And all of that happened without even mentioning the tensions between the current lineup of Liferuiner and its former members (who perform under the same name in Canada), a feud that has people confused to this day.

With all of this excitement, the band could practically have its own MTV reality show.

“When I was asked to join the band, I knew full-on what it entailed,” Kellett said. “I heard the rumors about Liferuiner getting into trouble and breaking the law, but that is all in the band’s past. Even though we might not be the original members, we are Liferuiner.”
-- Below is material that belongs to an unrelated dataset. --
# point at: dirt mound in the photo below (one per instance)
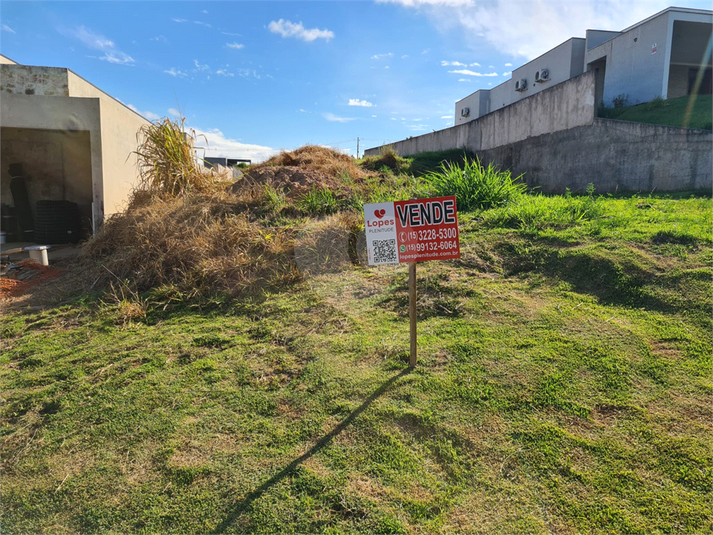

Liferuiner brings its mosh music to the Picador, 330 E. Washington St., as the headliners of an eight-band hard-core show at 5 p.m. today. Admission is $10. Other bands set to make an appearance include Reaping Asmodeia, No Wings to Speak Of, and an array of local metal bands, including When Forever Ends and Of Flesh Unseen.

Jack Henaman, who handles promotions and security for the Picador, said he put the show together because he was tired of Iowa City only getting big package shows. He is also an avid hard-core music fan and sees the show as a chance to highlight some of the genre’s upcoming talent — topping things off with a performance from the New York based Liferuiner.

“Liferuiner is just awesome,” he said. “The breakdowns are always inventive, and the lyrics are really dark. The band combines all of the best aspects of the hard-core scene.”

Though Liferuiner’s current lineup has only been together since the summer, Kellett said the band’s set list is at least half new songs set to appear on an album coming out later this year.

Previous lineups of the band released two CDs, No Saints and Taking Back the Nightlife, which feature violent lyrics and heavy, simplistic riffs. Kellett said the new Liferuiner material takes the sound of these albums and expands on it to create a tighter and more mature sound — although the 23-year-old said there is still plenty of anger to go around.

The aggressive nature of the music often keeps mainstream audiences away from the hard-core scene, and the genre has a reputation for physical violence at shows. Kellett said this is simply what hard-core is about, although he does not like the “violence for the sake of violence” mentality of some fans.

“Hard-core is a fast, aggressive, angry style of music,” he said. “Why would their shows not be? You go see Britney Spears because you want to dance. Because it’s f—in’ Britney Spears, that’s what she does. You come and see Liferuiner, or any hard-core band play, and you’re going to want to punch someone in the face.”

Kellett — who is the only member of the band to practice a straightedge lifestyle in which he does not drink or do drugs — said his biggest frustration with hard-core bands is that the members often try to sell straightedge.

“I don’t believe in the selling of organized beliefs,” he said. “I don’t feel like it’s right for Christians to do it, and I don’t feel like it’s right for people who are straightedge to do it … How are you going to sell something that should be in your spirit or your soul? For me, to profit like that is not something I really want to be a part of.”

What is most important in the end for him is that Liferuiner keeps doing what it does best, playing aggressive heavy music for its fans.

“This is our band now, and we are working really hard, day in and day out,” he said.